Issues relating to private government of planned communities

If these laws restrict de jure governments with their express grants of authority by the state, what rights and restrictions apply to private contractual governments? It cannot logically be NO ACCOUNTABILITY. This is the reason why we see so many state laws that mimic the provisions of the HOA CC&Rs: To legitimatize, under statute, the acts under these private contracts that grant governmental powers to these de facto governments.

A number of important excerpts a provided below. Please read them. Our concern, by analogy, is the constitutionality of these acts by private HOA governments.

Excerpts from Community v. Boulder

These precedents were construed as holding that the Parker exemption reflects the federalism principle that we are a Nation of States, a principle that makes no accommodation for sovereign subdivisions of States.
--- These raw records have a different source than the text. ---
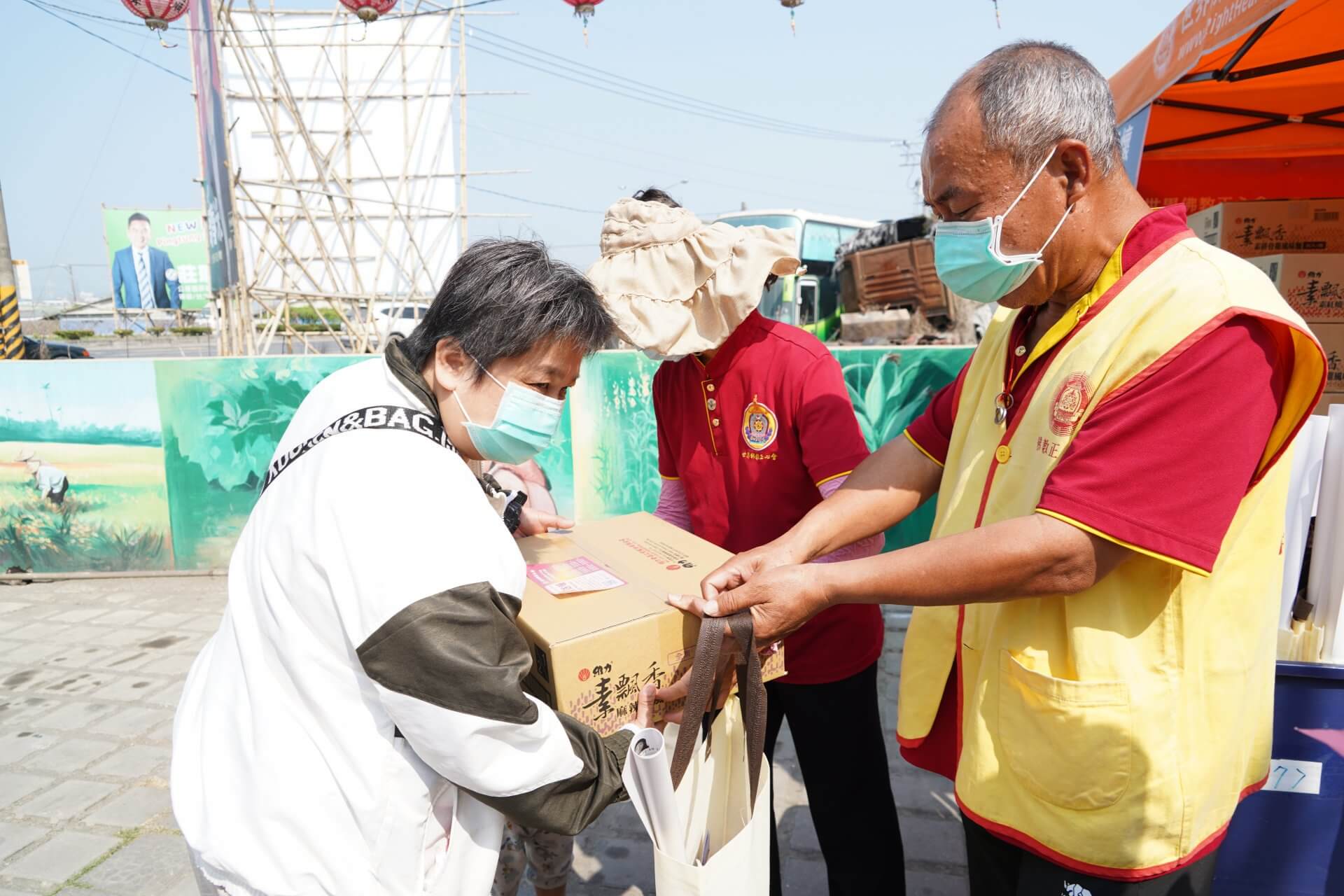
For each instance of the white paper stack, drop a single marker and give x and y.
(1326, 586)
(648, 780)
(1303, 489)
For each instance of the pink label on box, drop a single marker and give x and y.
(573, 577)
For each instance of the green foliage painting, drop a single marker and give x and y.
(616, 449)
(222, 421)
(166, 458)
(890, 388)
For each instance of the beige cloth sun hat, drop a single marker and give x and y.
(676, 285)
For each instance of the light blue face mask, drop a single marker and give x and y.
(969, 253)
(524, 425)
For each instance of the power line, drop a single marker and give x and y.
(93, 168)
(739, 188)
(675, 105)
(643, 150)
(619, 80)
(533, 202)
(328, 24)
(111, 43)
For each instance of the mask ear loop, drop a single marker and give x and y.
(999, 225)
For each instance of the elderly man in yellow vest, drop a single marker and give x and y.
(1092, 650)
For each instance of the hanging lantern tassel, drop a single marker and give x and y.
(158, 14)
(160, 27)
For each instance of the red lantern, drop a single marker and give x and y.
(369, 10)
(158, 14)
(584, 10)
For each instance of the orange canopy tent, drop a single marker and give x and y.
(1238, 99)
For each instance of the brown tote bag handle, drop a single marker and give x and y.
(704, 688)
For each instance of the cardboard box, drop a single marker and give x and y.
(592, 652)
(1272, 227)
(1323, 407)
(1332, 340)
(1313, 285)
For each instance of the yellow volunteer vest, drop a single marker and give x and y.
(1114, 729)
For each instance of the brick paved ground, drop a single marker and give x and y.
(89, 676)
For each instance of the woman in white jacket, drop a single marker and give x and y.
(358, 723)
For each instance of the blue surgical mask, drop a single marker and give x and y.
(969, 253)
(524, 425)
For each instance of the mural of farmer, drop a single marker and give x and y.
(51, 482)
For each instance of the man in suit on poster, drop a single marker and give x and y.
(143, 277)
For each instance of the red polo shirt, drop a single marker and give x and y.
(752, 434)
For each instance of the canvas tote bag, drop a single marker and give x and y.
(722, 785)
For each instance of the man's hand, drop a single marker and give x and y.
(780, 598)
(678, 691)
(537, 523)
(739, 570)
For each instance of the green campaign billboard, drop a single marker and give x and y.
(159, 258)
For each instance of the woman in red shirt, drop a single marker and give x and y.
(756, 429)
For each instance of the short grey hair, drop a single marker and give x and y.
(503, 298)
(1035, 93)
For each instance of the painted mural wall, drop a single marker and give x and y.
(162, 461)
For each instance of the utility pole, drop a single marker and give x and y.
(11, 335)
(461, 125)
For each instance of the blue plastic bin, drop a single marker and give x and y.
(1285, 844)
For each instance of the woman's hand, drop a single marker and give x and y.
(538, 523)
(644, 711)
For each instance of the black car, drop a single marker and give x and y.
(35, 349)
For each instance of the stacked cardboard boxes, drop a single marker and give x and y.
(1269, 227)
(1300, 245)
(1313, 286)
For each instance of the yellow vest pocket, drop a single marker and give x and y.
(1069, 742)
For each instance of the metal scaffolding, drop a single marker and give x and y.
(349, 188)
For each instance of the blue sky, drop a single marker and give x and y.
(88, 124)
(122, 394)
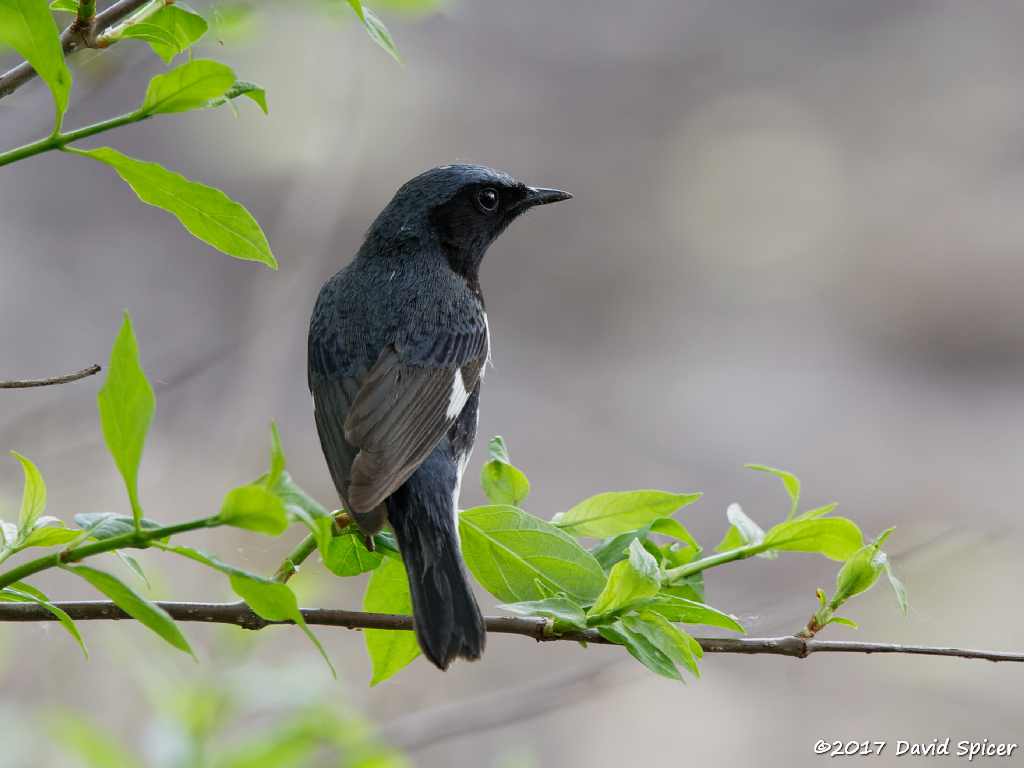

As this Court stated long ago, all sovereign authority “within the geographical limits of the United States” resides either with

the Government of the United States, or [with] the States of the Union. There exist within the broad domain of sovereignty but these two. There may be cities, counties, and other organized bodies with limited legislative functions, but they are all derived from, or exist in, subordination to one or the other of these.” United States v. Kagama, 118 U.S. 375, 379 (1886).

Respondent city of Boulder is organized as a “home rule” municipality under the Constitution of the State of Colorado. The city is thus entitled to exercise “the full right of self-government in both local and municipal matters,” and with respect to such matters the City Charter and ordinances supersede the laws of the State.